Microbiota composition and IEC-mediated antimicrobial peptide secretion

Impaired antimicrobial defense results in enhanced bacterial penetration into the LP resulting in an inflammatory response and tissue damage. Antimicrobial proteins secreted by IECs (enterocytes and paneth cells) include defensins, cathelicidins, and C-type lectins (RegIIIβ and RegIIIγ).2 They function by disrupting bacterial surface structures and contribute to the maintenance of microbiota composition. A recent study showed that administration of a combination of the broad-spectrum antibiotics metronidazole, neomycin, and vancomycin led to significant depletion of the microbiota and decreased expression of RegIIIγ by IECs. RegIIIγ expression has been shown to rely on IEC stimulation by microbes and their products.10 This decrease in both microbiota and RegIIIγ resulted in increased intestinal colonization by vancomycin-resistant Enterococcus.11 Importantly, defective RegIIIγ expression could be corrected by administering specific MAMPs post-antibiotic treatment to selectively stimulate IEC PRRs. The addition of MAMPs mimicked the lost commensal–IEC interactions after metronidazole, neomycin, and vancomycin treatment.11 The authors found that lipopolysaccharide, but not lipoteichoic acid, stimulation induced expression of RegIIIγ and decreased vancomycin-resistant Enterococcus colonization.11 The ability of MAMP administration to regulate RegIIIγ expression provides evidence that microbiota composition has a role in regulating epithelial innate immunity.

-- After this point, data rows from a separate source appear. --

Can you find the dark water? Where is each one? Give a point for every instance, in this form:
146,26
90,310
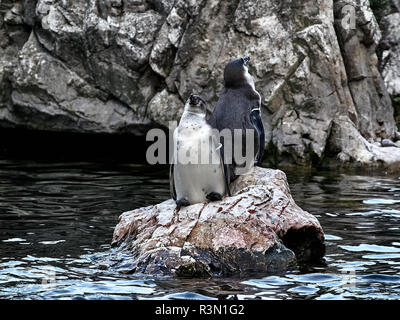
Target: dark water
57,220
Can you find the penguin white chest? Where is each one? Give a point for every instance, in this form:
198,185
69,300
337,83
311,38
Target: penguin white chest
198,168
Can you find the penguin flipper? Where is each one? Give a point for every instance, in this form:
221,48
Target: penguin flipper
255,118
172,182
225,170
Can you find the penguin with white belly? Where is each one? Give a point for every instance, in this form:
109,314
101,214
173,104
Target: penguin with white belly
197,173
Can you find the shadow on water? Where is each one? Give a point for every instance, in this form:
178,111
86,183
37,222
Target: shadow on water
57,218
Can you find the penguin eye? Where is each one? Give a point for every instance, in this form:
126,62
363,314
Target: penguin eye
245,60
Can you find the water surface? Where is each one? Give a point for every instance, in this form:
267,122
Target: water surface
57,220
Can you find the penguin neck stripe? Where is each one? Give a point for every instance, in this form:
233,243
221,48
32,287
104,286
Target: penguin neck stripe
199,114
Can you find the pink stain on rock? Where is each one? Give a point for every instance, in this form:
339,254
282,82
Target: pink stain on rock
260,216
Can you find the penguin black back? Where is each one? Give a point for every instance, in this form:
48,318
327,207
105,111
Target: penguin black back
239,108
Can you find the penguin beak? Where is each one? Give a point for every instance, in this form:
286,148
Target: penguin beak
195,100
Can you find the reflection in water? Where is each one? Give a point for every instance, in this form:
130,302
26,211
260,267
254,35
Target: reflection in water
57,219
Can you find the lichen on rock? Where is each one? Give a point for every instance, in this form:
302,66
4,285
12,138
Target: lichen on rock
259,229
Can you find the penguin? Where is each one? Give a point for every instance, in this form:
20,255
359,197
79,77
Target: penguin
239,108
197,173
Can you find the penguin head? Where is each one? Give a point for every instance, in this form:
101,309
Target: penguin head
236,73
196,104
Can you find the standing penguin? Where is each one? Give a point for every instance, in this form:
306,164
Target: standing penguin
197,173
239,108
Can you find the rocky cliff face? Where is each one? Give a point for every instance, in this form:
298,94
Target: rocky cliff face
127,65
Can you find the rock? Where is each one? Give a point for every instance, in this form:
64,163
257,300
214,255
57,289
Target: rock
138,61
60,99
259,229
388,143
391,56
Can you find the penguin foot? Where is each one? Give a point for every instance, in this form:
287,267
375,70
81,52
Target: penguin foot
214,196
181,203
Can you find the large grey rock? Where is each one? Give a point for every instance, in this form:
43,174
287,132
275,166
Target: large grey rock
258,229
391,56
129,65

Microbiota Composition and Disruption of Intestinal Homeostasis

Microbiota-specific fluctuations are likely detected by IECs and other components of the mucosal immune system, and may alter the expression of IEC tight junction proteins, mucin, antimicrobial peptides, and cytokines (see Table 1). These changes in innate immunity could result in or be exacerbated by differential regulation of the Th17/Treg balance in the LP of the intestine.

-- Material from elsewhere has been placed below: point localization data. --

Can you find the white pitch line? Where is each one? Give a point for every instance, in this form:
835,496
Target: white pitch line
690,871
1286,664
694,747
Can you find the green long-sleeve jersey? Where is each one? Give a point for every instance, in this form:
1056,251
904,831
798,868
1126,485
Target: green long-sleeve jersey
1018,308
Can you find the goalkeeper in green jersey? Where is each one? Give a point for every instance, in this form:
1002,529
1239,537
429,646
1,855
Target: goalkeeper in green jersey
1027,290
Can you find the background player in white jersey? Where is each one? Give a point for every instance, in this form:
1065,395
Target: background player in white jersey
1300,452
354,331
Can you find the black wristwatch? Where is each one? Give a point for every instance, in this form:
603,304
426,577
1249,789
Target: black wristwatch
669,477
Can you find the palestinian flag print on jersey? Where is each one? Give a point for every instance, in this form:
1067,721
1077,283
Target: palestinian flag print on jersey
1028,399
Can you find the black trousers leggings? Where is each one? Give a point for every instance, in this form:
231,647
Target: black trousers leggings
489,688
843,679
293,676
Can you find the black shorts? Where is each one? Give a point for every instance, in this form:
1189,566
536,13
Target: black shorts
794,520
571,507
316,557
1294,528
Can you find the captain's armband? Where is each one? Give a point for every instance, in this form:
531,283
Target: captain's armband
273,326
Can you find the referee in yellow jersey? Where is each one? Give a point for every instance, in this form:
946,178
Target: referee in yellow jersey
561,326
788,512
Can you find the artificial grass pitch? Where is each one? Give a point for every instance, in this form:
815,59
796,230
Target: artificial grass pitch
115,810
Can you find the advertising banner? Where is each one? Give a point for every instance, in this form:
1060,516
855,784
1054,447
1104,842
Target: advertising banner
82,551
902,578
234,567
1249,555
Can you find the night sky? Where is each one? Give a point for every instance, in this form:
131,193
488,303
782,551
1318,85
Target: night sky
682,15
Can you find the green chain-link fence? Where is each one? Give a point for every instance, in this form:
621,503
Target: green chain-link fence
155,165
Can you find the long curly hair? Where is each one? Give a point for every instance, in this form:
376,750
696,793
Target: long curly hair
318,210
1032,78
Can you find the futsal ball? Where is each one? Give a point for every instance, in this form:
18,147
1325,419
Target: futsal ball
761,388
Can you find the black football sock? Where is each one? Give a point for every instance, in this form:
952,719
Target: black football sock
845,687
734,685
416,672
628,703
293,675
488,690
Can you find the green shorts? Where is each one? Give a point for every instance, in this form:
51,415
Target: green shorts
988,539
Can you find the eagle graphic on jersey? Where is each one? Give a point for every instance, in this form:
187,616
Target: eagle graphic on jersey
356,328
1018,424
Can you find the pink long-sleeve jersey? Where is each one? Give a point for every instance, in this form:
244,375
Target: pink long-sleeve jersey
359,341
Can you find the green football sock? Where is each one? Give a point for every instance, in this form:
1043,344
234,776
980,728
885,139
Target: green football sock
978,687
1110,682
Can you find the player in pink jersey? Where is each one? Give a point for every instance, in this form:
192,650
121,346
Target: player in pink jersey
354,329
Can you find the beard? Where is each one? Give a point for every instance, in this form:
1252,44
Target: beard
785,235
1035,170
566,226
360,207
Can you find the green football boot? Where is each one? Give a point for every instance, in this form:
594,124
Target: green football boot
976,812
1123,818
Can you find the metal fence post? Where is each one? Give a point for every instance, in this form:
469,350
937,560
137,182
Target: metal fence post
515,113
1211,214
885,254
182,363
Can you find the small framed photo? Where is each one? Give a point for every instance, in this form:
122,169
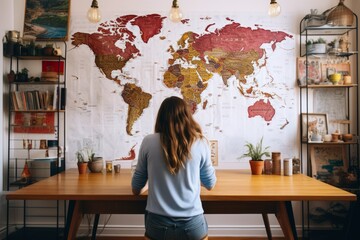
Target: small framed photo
329,164
313,126
214,152
314,70
330,68
46,20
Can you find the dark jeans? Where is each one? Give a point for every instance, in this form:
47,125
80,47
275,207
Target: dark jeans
166,228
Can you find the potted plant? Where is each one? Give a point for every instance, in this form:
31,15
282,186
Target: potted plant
81,162
316,46
256,152
95,164
23,75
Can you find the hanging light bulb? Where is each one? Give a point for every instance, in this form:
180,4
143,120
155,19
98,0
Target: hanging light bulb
175,12
274,9
94,12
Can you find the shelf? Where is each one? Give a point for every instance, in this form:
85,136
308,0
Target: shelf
22,183
39,83
326,30
329,143
328,86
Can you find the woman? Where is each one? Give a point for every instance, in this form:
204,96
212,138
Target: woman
174,161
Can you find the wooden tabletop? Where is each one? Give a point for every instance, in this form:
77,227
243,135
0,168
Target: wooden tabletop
231,185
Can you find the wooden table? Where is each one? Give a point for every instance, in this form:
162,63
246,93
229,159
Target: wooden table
236,192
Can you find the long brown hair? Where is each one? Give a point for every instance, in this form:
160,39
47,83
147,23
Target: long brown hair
178,130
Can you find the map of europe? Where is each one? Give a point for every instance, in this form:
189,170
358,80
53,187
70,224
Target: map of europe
230,51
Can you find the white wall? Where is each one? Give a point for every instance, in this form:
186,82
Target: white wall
294,10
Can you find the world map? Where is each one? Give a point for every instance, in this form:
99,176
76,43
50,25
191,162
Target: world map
230,51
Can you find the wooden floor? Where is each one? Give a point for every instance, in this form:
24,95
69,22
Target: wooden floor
210,238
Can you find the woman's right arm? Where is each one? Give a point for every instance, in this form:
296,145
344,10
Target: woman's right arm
207,171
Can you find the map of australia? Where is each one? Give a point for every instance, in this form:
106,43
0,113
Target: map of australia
229,51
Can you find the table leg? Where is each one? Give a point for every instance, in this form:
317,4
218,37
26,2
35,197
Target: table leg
74,220
285,217
267,225
96,223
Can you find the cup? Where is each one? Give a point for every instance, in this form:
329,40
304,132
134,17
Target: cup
109,166
117,168
327,137
133,166
268,166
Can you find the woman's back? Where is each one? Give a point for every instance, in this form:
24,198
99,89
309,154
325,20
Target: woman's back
174,195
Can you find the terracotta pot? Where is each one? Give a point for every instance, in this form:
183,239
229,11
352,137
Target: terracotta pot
82,167
96,165
256,167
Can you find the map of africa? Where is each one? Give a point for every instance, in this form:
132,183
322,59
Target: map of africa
229,51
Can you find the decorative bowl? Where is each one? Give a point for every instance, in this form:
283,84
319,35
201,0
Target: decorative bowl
334,78
347,137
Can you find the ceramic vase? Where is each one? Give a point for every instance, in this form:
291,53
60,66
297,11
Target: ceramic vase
256,167
82,167
96,165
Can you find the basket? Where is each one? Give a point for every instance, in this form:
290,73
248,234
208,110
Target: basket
340,16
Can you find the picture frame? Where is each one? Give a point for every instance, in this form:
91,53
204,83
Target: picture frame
46,20
34,122
314,124
329,164
329,68
314,70
214,152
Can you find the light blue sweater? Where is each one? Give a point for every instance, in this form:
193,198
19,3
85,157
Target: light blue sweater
173,195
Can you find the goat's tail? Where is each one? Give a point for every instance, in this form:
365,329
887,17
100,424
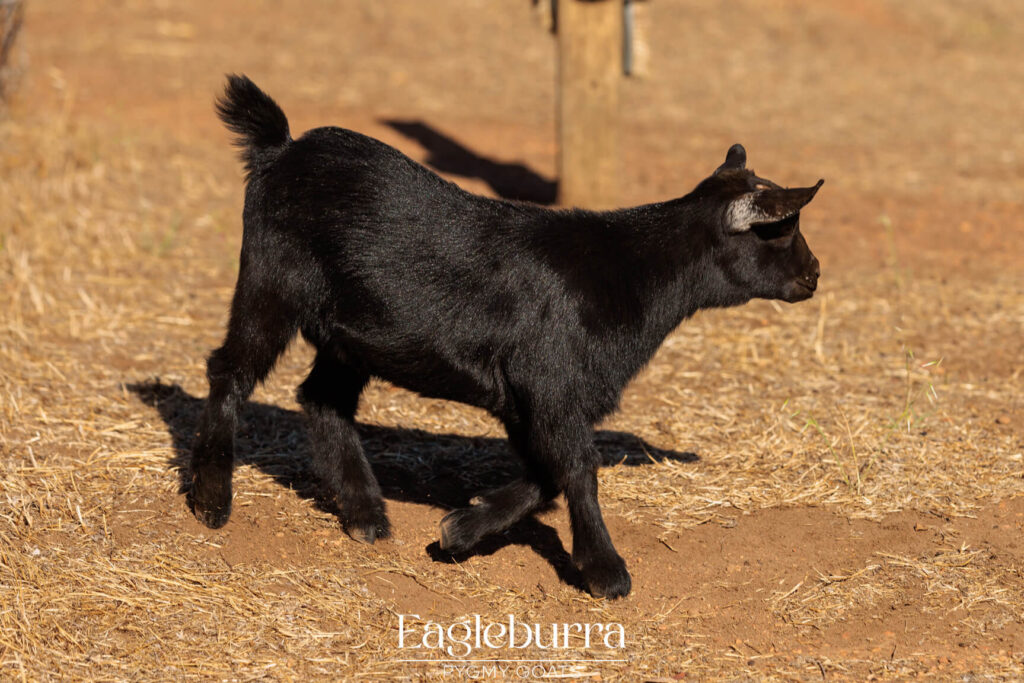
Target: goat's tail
259,123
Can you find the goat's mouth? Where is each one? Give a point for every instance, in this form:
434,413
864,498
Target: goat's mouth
808,285
804,290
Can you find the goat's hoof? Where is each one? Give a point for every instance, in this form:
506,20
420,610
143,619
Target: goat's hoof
460,530
366,521
211,500
607,578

Ivanov et al.12, 13 showed that C57BL/6 mice purchased from commercial vendors, Jackson and Taconic, have significantly different numbers of IL-17-producing cells in the LP, which correlates to the presence or absence of segmented filamentous bacteria (SFB). Taconic mice are abundant with SFB and show a higher frequency of IL-17 producing cells than Jackson mice, which lack SFB.13 Transfer of Taconic mouse intestinal microbiota to Jackson mice results in intestinal colonization by SFB, effectively increasing the frequency of IL-17-producing cells in Jackson mice.12, 13 Also, they showed that using antibiotics to shift the microbiota composition in adult mice served to alter the frequency of IL-17-producing cells in the LP.12 Treatment with clinical levels of vancomycin resulted in decreased levels of IL-17-producing cells, but treatment with metronidazole plus neomycin did not.12 This suggests that microbiota composition can regulate the Th17/Treg balance in the LP, a critical process of the host immune response.

Conclusion

Antibiotics are often used in the clinic to treat bacterial infections, but the effects of these drugs on microbiota composition and, on intestinal immunity are poorly understood. Changes in the intestinal microbiota composition, consequential of antibiotic usage, could induce weakening of the IEC barrier through changes in mucin, cytokine, and antimicrobial peptide production by IECs. These resulting disturbances in mucosal innate immunity may lead to differential regulation of the Th17/Treg balance affecting intestinal immune responses. Alterations in microbiota composition would render a host in a state of intestinal homeostatic imbalance and predisposed to enteric infection and potentially other inflammatory bowel diseases.

Disclosure

The authors declared no conflict of interest.